Jack Black is the magnetized menace, due to an encounter with an electric substation he was trying to sabotage. Mos Def is the clerk left to run the video shop while owner Danny Glover is away; it is in such a poor slum area that they still rent only videotapes, at $1 each. Their own absurd special effects using an old videocam are similar to the childish but often very creative effects Gondry has used in his music videos (of which there is an available compendium on DVD). The two misfits fearlessly tackle such epics as Robocop, Lion King, Ghostbusters and Driving Miss Daisy with predictably humorous results. Mia Farrow plays a somewhat bewildered lady who in one hilarious scene tells Mos Def she would like next to rent Driving Miss Daisy. He attempts to dissuade her, but in the following scene we see him with a cap on in the driver’s seat of a car, and Jack Black in drag in the back seat giving him advice. When renting their productions, they decide to improve their bottom line by charging an extra fee for videotapes which they have somehow specially customized; they dub them “sweded.” (This Blu-ray disc has a big hand-printed sticker on it saying “Sweded.”)

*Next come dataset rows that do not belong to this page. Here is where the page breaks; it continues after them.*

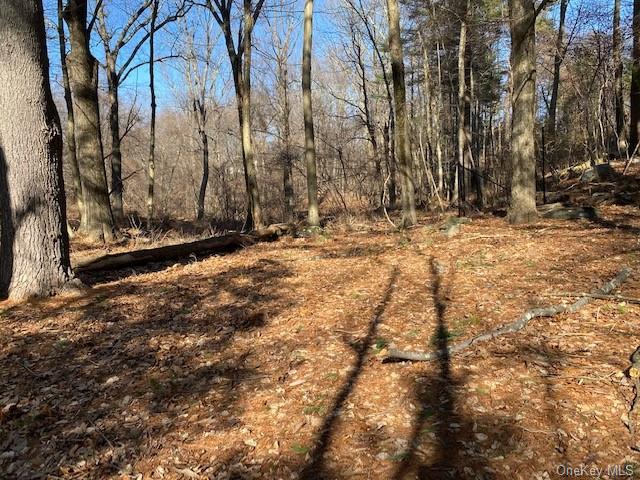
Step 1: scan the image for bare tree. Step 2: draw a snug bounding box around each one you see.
[207,0,264,229]
[548,0,569,141]
[0,0,72,299]
[63,0,115,241]
[508,0,537,224]
[147,0,159,228]
[616,0,627,153]
[57,0,84,221]
[97,0,190,221]
[629,0,640,152]
[302,0,320,227]
[387,0,417,227]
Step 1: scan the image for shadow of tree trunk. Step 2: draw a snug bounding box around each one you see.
[300,267,399,480]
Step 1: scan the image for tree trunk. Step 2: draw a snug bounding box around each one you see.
[302,0,320,227]
[242,0,264,230]
[629,0,640,152]
[0,0,72,300]
[63,0,114,241]
[457,2,469,206]
[193,102,209,220]
[278,57,296,222]
[613,0,627,154]
[387,0,418,227]
[147,0,159,229]
[508,0,536,224]
[58,0,84,223]
[105,53,124,221]
[548,0,569,143]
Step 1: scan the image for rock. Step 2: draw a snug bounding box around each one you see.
[440,217,471,238]
[580,163,615,183]
[541,207,598,220]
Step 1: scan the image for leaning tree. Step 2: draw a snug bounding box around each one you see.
[0,0,72,299]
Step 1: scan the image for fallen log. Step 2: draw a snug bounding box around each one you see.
[380,267,631,362]
[73,224,293,273]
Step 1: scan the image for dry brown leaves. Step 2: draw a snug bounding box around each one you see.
[0,186,640,479]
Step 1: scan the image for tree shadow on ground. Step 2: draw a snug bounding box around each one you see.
[300,267,399,480]
[393,258,514,480]
[0,261,291,478]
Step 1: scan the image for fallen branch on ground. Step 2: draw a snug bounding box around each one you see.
[382,267,631,362]
[540,293,640,305]
[73,224,292,273]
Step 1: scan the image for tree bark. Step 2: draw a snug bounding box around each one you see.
[612,0,627,153]
[456,1,469,204]
[240,0,264,230]
[278,50,296,222]
[193,100,209,220]
[629,0,640,152]
[302,0,320,227]
[74,224,292,273]
[0,0,72,300]
[105,52,124,225]
[508,0,536,224]
[58,0,84,223]
[63,0,114,241]
[387,0,417,227]
[548,0,569,142]
[147,0,159,229]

Another plot element is a frantic effort to save the video rental store, since business bigwigs in the town have plans to tear it down for development. There is also a side story about an original documentary the amateur crew makes on the life of Fats Waller, who the Glover character claims was born in his store building and made his famous pipe organ recordings at a church there in Passaic. This film opens and closes the feature and is shot in sepia with lots of scratches to look like historical footage – with Mos Def playing a very underfed Fats with a pillow strapped to him. The complete documentary is in the extras.